Three-month London interbank offered rate, or Libor, which represents the rate at which banks say it would cost to borrow from another, fell to 0.305 percent, the lowest since Aug. 19, 2011, according to the British Bankers’ Association. The Libor- OIS spread, a gauge of banks’ reluctance to lend, narrowed to 15.4 basis points, from 15.9 basis points on Dec. 31.
Overnight index swaps, or OIS, give traders predictions on what the Federal Reserve’s effective funds rate will average for the term of the swap. The central bank’s target rate is set in a range of zero to 0.25 percent.
Predictions in the forward market for Libor-OIS, known as the FRA/OIS spread, fell to 19 basis points from 19.5 basis points on Dec. 31, according to the second rolling three month contracts.
The difference between the two-year swap rate and the comparable-maturity Treasury note yield, known as the swap spread, narrowed to 13.22 basis points from 13.75 basis points on Dec. 31. The gap is a gauge of investors’ perceptions of U.S. banking sector credit risk as swap rates are derived from expectations for dollar Libor.

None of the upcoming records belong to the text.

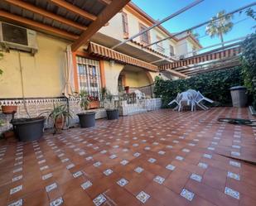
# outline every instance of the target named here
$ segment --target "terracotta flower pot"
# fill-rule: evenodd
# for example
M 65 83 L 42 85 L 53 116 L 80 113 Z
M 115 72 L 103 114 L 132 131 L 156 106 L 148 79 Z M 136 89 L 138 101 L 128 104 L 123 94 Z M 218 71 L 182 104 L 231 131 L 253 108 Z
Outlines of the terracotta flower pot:
M 12 114 L 17 113 L 17 106 L 2 106 L 2 112 L 5 114 Z
M 124 87 L 124 90 L 125 90 L 125 92 L 126 93 L 129 93 L 129 86 L 126 86 L 126 87 Z

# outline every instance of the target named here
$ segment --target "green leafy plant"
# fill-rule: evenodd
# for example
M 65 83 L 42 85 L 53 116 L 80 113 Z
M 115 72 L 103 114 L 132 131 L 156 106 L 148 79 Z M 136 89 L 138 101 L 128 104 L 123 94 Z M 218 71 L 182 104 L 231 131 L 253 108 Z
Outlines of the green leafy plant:
M 0 119 L 0 127 L 2 127 L 4 124 L 4 121 L 2 119 Z
M 224 35 L 227 34 L 233 28 L 231 22 L 232 15 L 226 15 L 225 10 L 216 14 L 216 17 L 211 18 L 210 22 L 206 26 L 206 34 L 210 37 L 217 36 L 220 39 L 222 46 L 224 46 Z
M 174 81 L 163 80 L 157 77 L 155 80 L 154 93 L 156 97 L 162 98 L 163 108 L 168 108 L 168 103 L 174 99 L 178 93 L 189 89 L 198 90 L 214 100 L 215 106 L 228 106 L 231 105 L 229 88 L 243 84 L 241 68 L 235 67 Z
M 80 98 L 79 103 L 80 104 L 80 108 L 83 110 L 88 110 L 90 103 L 88 93 L 85 90 L 81 90 L 80 93 L 79 93 L 79 98 Z
M 2 60 L 3 58 L 3 54 L 0 52 L 0 60 Z M 0 75 L 2 75 L 3 71 L 0 69 Z
M 253 106 L 256 108 L 256 33 L 243 42 L 241 63 L 244 84 L 249 94 L 253 98 Z
M 104 99 L 104 108 L 106 109 L 116 109 L 118 108 L 118 101 L 114 100 L 114 94 L 111 93 L 111 92 L 106 89 L 105 97 Z
M 52 121 L 55 129 L 54 133 L 56 133 L 60 129 L 63 129 L 67 118 L 72 117 L 71 113 L 69 111 L 66 104 L 54 104 L 52 110 L 46 111 L 43 113 L 48 114 L 48 122 L 51 120 Z

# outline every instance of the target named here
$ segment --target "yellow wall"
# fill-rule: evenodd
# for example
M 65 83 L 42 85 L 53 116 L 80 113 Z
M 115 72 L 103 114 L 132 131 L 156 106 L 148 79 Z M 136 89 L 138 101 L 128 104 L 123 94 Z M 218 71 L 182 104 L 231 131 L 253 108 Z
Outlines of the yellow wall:
M 68 42 L 37 33 L 38 52 L 35 56 L 20 52 L 25 98 L 58 97 L 64 86 L 64 52 Z M 0 61 L 0 98 L 22 98 L 18 51 L 3 53 Z
M 104 72 L 106 88 L 113 93 L 118 93 L 118 76 L 124 65 L 114 63 L 111 65 L 109 61 L 104 61 Z
M 122 74 L 125 74 L 126 86 L 144 87 L 152 84 L 146 71 L 135 72 L 125 69 Z

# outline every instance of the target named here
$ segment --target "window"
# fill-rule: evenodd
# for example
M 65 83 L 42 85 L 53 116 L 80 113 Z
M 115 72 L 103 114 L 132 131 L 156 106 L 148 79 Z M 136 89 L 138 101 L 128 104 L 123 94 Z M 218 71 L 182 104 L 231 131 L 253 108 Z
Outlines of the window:
M 146 29 L 147 29 L 147 26 L 145 26 L 144 25 L 142 25 L 142 24 L 139 25 L 139 31 L 140 32 L 146 30 Z M 150 36 L 149 36 L 148 31 L 142 34 L 140 36 L 141 36 L 141 42 L 142 44 L 149 44 L 150 43 Z
M 127 39 L 129 36 L 127 13 L 122 12 L 123 38 Z
M 174 48 L 171 45 L 170 45 L 170 56 L 174 56 Z
M 162 38 L 158 36 L 157 36 L 157 41 L 161 41 Z M 165 49 L 162 46 L 162 41 L 160 41 L 159 43 L 157 44 L 157 49 L 159 52 L 161 53 L 164 53 L 165 52 Z
M 99 62 L 76 57 L 80 90 L 85 90 L 94 100 L 100 97 Z

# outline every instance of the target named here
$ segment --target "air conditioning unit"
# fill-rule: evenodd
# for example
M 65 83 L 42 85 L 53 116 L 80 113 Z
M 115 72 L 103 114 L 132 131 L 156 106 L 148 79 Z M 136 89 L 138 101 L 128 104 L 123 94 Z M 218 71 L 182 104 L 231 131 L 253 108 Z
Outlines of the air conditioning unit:
M 38 50 L 35 31 L 6 22 L 0 22 L 0 45 L 7 50 L 25 50 L 32 55 Z
M 180 60 L 183 60 L 185 59 L 184 55 L 180 55 Z

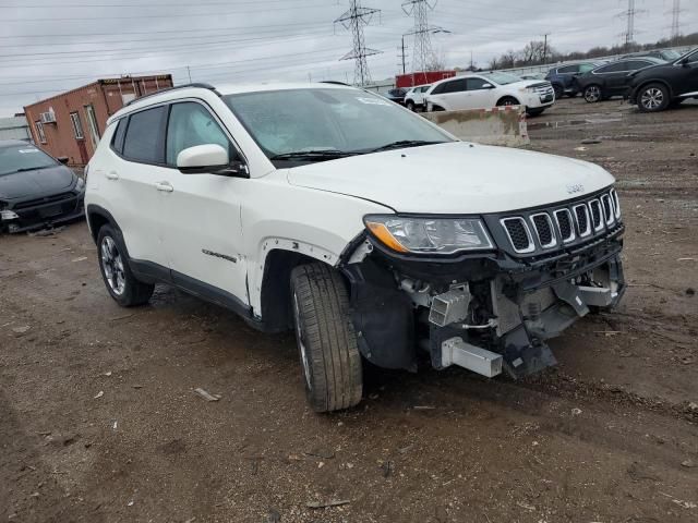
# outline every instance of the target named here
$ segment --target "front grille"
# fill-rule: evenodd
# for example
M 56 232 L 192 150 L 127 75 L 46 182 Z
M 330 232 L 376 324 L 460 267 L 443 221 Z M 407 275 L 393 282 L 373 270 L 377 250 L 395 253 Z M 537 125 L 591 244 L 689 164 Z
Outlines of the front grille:
M 611 203 L 611 196 L 604 194 L 601 196 L 601 206 L 603 208 L 603 217 L 606 221 L 606 224 L 610 226 L 615 221 L 615 216 L 613 214 L 613 204 Z
M 595 197 L 579 198 L 557 208 L 521 210 L 516 216 L 497 216 L 510 246 L 517 254 L 531 254 L 557 245 L 570 247 L 580 241 L 613 232 L 621 227 L 621 206 L 614 190 Z M 535 240 L 535 241 L 534 241 Z
M 591 209 L 591 224 L 594 231 L 603 229 L 603 220 L 601 217 L 601 204 L 598 199 L 589 202 L 589 209 Z
M 559 236 L 563 242 L 571 242 L 575 239 L 575 229 L 571 222 L 571 215 L 567 209 L 558 209 L 555 211 L 555 219 L 559 228 Z
M 538 234 L 538 241 L 540 242 L 541 247 L 549 248 L 555 246 L 557 242 L 555 241 L 555 231 L 553 230 L 553 222 L 551 221 L 550 216 L 546 212 L 533 215 L 531 217 L 531 221 L 535 228 L 535 233 Z
M 535 248 L 524 218 L 507 218 L 502 223 L 517 253 L 530 253 Z
M 579 236 L 581 238 L 591 234 L 589 209 L 587 209 L 586 205 L 581 204 L 575 206 L 575 218 L 577 219 L 577 234 L 579 234 Z
M 51 196 L 46 196 L 43 198 L 20 202 L 13 207 L 13 210 L 28 209 L 29 207 L 38 207 L 39 205 L 49 205 L 49 204 L 60 203 L 64 199 L 70 199 L 74 197 L 75 195 L 73 193 L 53 194 Z

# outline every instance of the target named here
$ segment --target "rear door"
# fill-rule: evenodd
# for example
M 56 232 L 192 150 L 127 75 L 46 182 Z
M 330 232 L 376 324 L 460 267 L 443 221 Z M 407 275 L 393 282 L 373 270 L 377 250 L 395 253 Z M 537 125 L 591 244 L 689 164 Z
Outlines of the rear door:
M 466 86 L 469 109 L 490 109 L 496 106 L 497 90 L 489 80 L 472 76 L 466 80 Z
M 437 85 L 434 90 L 436 95 L 432 98 L 433 104 L 443 107 L 447 111 L 470 109 L 466 95 L 466 78 L 450 80 Z
M 688 62 L 683 68 L 683 76 L 677 85 L 676 93 L 681 95 L 690 94 L 698 96 L 698 52 L 694 52 L 688 57 Z
M 161 183 L 163 242 L 172 281 L 222 304 L 249 304 L 240 212 L 250 180 L 219 174 L 183 174 L 177 156 L 196 145 L 217 144 L 240 159 L 220 120 L 204 102 L 172 104 L 167 125 Z
M 167 106 L 119 121 L 111 144 L 116 158 L 105 172 L 110 210 L 123 233 L 129 256 L 167 268 L 163 250 L 163 208 L 158 182 L 165 167 Z

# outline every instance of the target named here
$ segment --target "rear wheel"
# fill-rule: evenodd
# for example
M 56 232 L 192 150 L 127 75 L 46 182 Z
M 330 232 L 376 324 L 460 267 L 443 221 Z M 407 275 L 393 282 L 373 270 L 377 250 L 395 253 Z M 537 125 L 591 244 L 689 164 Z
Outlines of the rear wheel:
M 588 85 L 585 87 L 585 100 L 587 100 L 588 104 L 595 104 L 602 99 L 603 95 L 599 85 Z
M 669 89 L 663 84 L 646 85 L 637 96 L 637 106 L 642 112 L 663 111 L 670 102 Z
M 104 226 L 97 235 L 99 270 L 107 291 L 122 307 L 143 305 L 151 300 L 155 285 L 133 276 L 119 236 L 111 226 Z
M 316 412 L 356 405 L 363 389 L 361 354 L 340 276 L 321 263 L 297 267 L 291 299 L 310 405 Z

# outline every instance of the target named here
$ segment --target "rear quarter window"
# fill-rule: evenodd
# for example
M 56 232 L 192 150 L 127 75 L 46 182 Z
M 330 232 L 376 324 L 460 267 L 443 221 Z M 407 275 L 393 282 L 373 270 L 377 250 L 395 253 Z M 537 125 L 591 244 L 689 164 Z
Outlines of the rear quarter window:
M 123 138 L 127 135 L 128 118 L 122 118 L 117 122 L 117 130 L 111 137 L 111 148 L 119 154 L 123 153 Z
M 167 106 L 131 114 L 123 139 L 123 156 L 143 163 L 165 163 L 166 121 Z

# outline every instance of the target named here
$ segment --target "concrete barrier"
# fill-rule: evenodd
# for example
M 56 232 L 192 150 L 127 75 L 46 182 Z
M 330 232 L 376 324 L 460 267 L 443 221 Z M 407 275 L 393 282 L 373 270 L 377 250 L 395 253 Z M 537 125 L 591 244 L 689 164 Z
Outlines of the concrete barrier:
M 530 143 L 526 111 L 520 106 L 468 111 L 424 112 L 424 118 L 468 142 L 520 147 Z

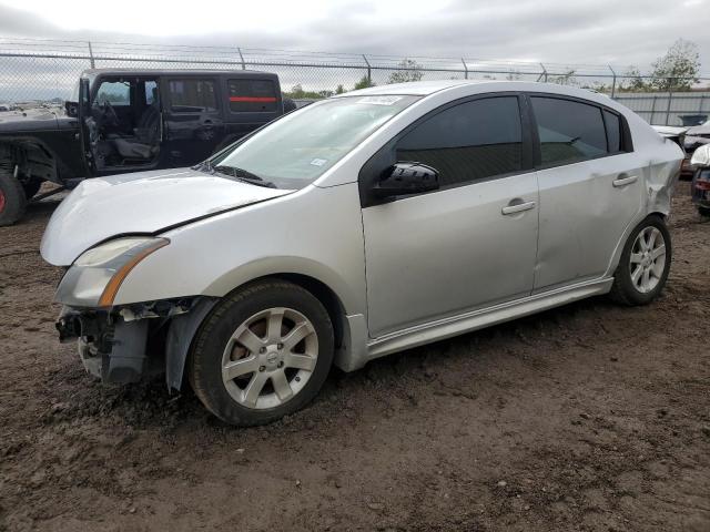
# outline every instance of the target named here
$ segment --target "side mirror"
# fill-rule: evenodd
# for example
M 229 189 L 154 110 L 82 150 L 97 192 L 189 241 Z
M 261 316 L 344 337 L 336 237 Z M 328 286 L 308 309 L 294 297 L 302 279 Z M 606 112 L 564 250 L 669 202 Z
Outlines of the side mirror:
M 64 102 L 64 111 L 67 111 L 67 116 L 75 119 L 79 116 L 79 104 L 77 102 Z
M 373 187 L 377 197 L 404 196 L 436 191 L 439 187 L 439 173 L 422 163 L 396 163 L 383 173 L 383 177 Z
M 692 153 L 690 165 L 696 168 L 710 166 L 710 144 L 703 144 Z

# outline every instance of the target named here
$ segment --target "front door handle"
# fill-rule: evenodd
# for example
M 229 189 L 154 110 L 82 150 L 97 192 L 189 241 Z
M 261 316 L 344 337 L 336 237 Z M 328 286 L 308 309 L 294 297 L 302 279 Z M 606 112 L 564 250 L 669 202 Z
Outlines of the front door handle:
M 631 183 L 636 182 L 636 180 L 638 180 L 638 176 L 636 175 L 619 174 L 617 175 L 617 178 L 611 182 L 611 184 L 618 188 L 619 186 L 630 185 Z
M 515 200 L 514 200 L 515 201 Z M 500 212 L 504 215 L 521 213 L 523 211 L 529 211 L 530 208 L 535 208 L 535 202 L 525 202 L 525 203 L 513 203 L 503 207 Z

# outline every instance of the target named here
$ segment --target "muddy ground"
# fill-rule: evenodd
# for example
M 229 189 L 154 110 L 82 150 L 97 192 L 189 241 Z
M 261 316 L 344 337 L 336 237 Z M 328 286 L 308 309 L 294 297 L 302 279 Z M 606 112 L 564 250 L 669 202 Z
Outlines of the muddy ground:
M 596 298 L 334 371 L 235 429 L 60 345 L 55 206 L 0 228 L 0 530 L 710 530 L 710 223 L 674 201 L 656 304 Z

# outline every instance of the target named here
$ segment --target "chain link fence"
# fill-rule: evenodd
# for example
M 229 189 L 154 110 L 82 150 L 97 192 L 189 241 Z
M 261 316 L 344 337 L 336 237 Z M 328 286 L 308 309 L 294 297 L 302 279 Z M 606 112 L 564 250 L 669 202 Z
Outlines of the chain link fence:
M 397 81 L 542 81 L 604 92 L 652 124 L 694 125 L 710 115 L 710 78 L 704 76 L 659 83 L 649 75 L 617 73 L 625 69 L 588 64 L 10 38 L 0 38 L 0 105 L 61 104 L 80 73 L 91 68 L 268 71 L 278 74 L 282 90 L 296 99 Z M 663 85 L 671 92 L 649 89 Z

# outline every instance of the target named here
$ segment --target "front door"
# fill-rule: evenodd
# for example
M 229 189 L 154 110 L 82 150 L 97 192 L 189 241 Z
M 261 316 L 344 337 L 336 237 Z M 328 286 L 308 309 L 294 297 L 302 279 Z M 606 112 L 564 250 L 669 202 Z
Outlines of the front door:
M 224 119 L 216 79 L 171 78 L 166 91 L 165 135 L 172 166 L 190 166 L 207 158 L 224 137 Z
M 627 153 L 620 115 L 575 100 L 530 101 L 540 153 L 535 290 L 546 291 L 604 276 L 642 208 L 643 170 Z
M 518 102 L 448 105 L 373 157 L 433 166 L 440 190 L 363 208 L 371 336 L 532 290 L 538 187 Z

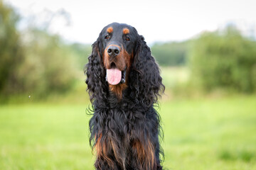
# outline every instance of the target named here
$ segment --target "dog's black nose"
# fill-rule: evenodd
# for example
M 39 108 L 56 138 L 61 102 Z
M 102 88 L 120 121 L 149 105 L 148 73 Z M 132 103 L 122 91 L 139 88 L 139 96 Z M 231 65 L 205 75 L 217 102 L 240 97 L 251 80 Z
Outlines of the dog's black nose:
M 119 49 L 117 46 L 111 45 L 107 49 L 107 53 L 111 57 L 115 57 L 120 52 Z

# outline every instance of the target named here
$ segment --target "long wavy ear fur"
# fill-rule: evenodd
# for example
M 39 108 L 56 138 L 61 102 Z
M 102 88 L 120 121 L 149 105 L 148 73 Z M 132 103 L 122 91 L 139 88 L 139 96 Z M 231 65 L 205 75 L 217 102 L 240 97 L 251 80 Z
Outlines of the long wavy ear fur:
M 150 106 L 157 103 L 164 91 L 158 64 L 151 56 L 150 48 L 143 36 L 139 36 L 130 74 L 132 97 L 137 103 Z
M 87 75 L 85 83 L 90 99 L 93 103 L 95 100 L 105 101 L 107 93 L 107 84 L 105 81 L 105 70 L 103 67 L 102 57 L 100 52 L 100 38 L 92 44 L 92 54 L 89 56 L 89 62 L 85 67 L 85 74 Z

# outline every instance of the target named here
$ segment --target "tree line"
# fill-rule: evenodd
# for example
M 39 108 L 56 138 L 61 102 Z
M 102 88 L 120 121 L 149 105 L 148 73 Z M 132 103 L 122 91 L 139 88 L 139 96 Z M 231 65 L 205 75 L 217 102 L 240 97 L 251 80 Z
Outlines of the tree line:
M 68 44 L 38 28 L 18 30 L 20 16 L 0 0 L 0 95 L 30 92 L 42 97 L 75 84 L 90 45 Z M 156 43 L 161 66 L 190 68 L 191 79 L 207 91 L 218 88 L 256 90 L 256 42 L 230 26 L 180 42 Z

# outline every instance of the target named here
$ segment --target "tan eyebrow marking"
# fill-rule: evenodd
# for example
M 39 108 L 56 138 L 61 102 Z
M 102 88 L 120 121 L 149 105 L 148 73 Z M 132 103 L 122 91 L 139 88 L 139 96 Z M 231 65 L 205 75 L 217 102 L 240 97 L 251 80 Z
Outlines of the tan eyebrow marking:
M 107 31 L 109 33 L 112 33 L 113 32 L 113 28 L 112 27 L 107 28 Z
M 124 34 L 128 34 L 128 33 L 129 33 L 129 30 L 128 28 L 124 28 L 124 29 L 123 29 L 123 33 L 124 33 Z

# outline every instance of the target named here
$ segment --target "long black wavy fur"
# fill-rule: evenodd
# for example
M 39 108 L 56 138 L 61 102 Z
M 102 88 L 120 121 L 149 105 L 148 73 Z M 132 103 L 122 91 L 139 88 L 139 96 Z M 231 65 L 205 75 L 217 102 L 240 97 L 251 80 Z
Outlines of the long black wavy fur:
M 96 169 L 162 169 L 161 119 L 154 106 L 158 106 L 164 86 L 143 36 L 137 35 L 137 39 L 122 100 L 105 80 L 100 38 L 85 67 L 92 103 L 90 142 L 97 152 Z

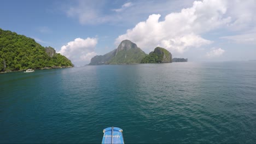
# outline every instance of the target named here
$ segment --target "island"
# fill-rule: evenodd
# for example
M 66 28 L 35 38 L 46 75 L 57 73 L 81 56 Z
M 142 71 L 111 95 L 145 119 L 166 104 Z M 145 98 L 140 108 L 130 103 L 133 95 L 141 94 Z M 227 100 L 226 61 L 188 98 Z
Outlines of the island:
M 71 61 L 34 39 L 0 28 L 0 72 L 73 67 Z
M 188 58 L 172 58 L 173 62 L 187 62 Z
M 129 40 L 121 42 L 118 48 L 103 55 L 92 58 L 89 65 L 140 63 L 147 55 Z
M 172 54 L 167 50 L 157 47 L 141 61 L 141 63 L 171 63 Z

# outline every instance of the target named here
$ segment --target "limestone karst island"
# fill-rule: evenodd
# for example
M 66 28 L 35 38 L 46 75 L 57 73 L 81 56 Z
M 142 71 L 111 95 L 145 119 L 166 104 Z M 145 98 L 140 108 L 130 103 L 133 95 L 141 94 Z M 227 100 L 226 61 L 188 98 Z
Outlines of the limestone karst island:
M 171 63 L 173 62 L 171 52 L 160 47 L 156 47 L 154 51 L 147 55 L 136 44 L 129 40 L 124 40 L 117 49 L 103 56 L 96 56 L 91 58 L 89 65 Z M 181 58 L 173 59 L 175 62 L 188 61 Z
M 0 28 L 0 72 L 72 67 L 71 61 L 33 39 Z

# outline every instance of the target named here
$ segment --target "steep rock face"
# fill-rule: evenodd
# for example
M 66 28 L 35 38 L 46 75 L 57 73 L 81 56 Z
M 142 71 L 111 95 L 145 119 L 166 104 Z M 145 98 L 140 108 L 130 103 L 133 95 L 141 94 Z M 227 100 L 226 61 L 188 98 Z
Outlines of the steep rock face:
M 187 62 L 188 58 L 173 58 L 172 59 L 173 62 Z
M 142 63 L 171 63 L 172 54 L 166 49 L 157 47 L 141 61 Z
M 89 65 L 139 63 L 146 55 L 136 44 L 124 40 L 113 51 L 93 57 Z
M 0 72 L 73 66 L 53 48 L 49 49 L 50 53 L 47 49 L 33 39 L 0 28 Z
M 50 57 L 53 57 L 56 53 L 55 50 L 50 46 L 45 47 L 45 52 Z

Swap rates serve as benchmarks for investors in many types of debt, including mortgage-backed and auto-loan securities.
The seasonally adjusted amount of U.S. commercial paper rose $7.3 billion to $1.0656 trillion in the week ended Dec. 26, according to Fed data.
The cost for European banks to convert euro-denominated payment streams into dollars-based funding via the cross currency swaps market decreased. The three-month cross-currency basis swap was 19.3 basis points below Euribor, from 20.8 basis points on Dec. 31.
Foreign-exchange swaps are typically for periods of less than a year, while cross-currency basis swaps usually range from one to 30 years. The latter are agreements in which a person borrows in one currency and simultaneously lends in a different currency. The trade involves the exchange of two different floating-rate payments, each denominated in a different currency and based on a different index.
The Euribor-OIS spread, the difference between the euro interbank offered rate and overnight indexed swaps, was little changed. The measure of banks’ reluctance to lend to one another was 12.2 basis points compared to 12 basis points on Dec. 31.
The overnight Treasury general collateral repurchase agreement rate opened today at 0.3 percent, according to ICAP Plc, the world’s largest inter-dealer broker.
The average rate for borrowing and lending Treasuries for one day in the repo market was 0.29 percent on Dec. 31, according to index data provided on a one-day lag by the Depository Trust & Clearing Corp. That was little changed from the day before.
Securities dealers use repos to finance holdings and increase leverage. Securities that can be borrowed at interest rates close to the Fed’s target rate are called general collateral. Those in highest demand have lower rates and are called “special.”
The average rate for overnight federal funds, known as the fed effective rate, was 0.09 percent on Dec. 31. The rate opened today at 0.17 percent. The effective rate is a volume-weighted average of trades between major brokers for overnight funds, reported on a day lag by the Fed Bank of New York.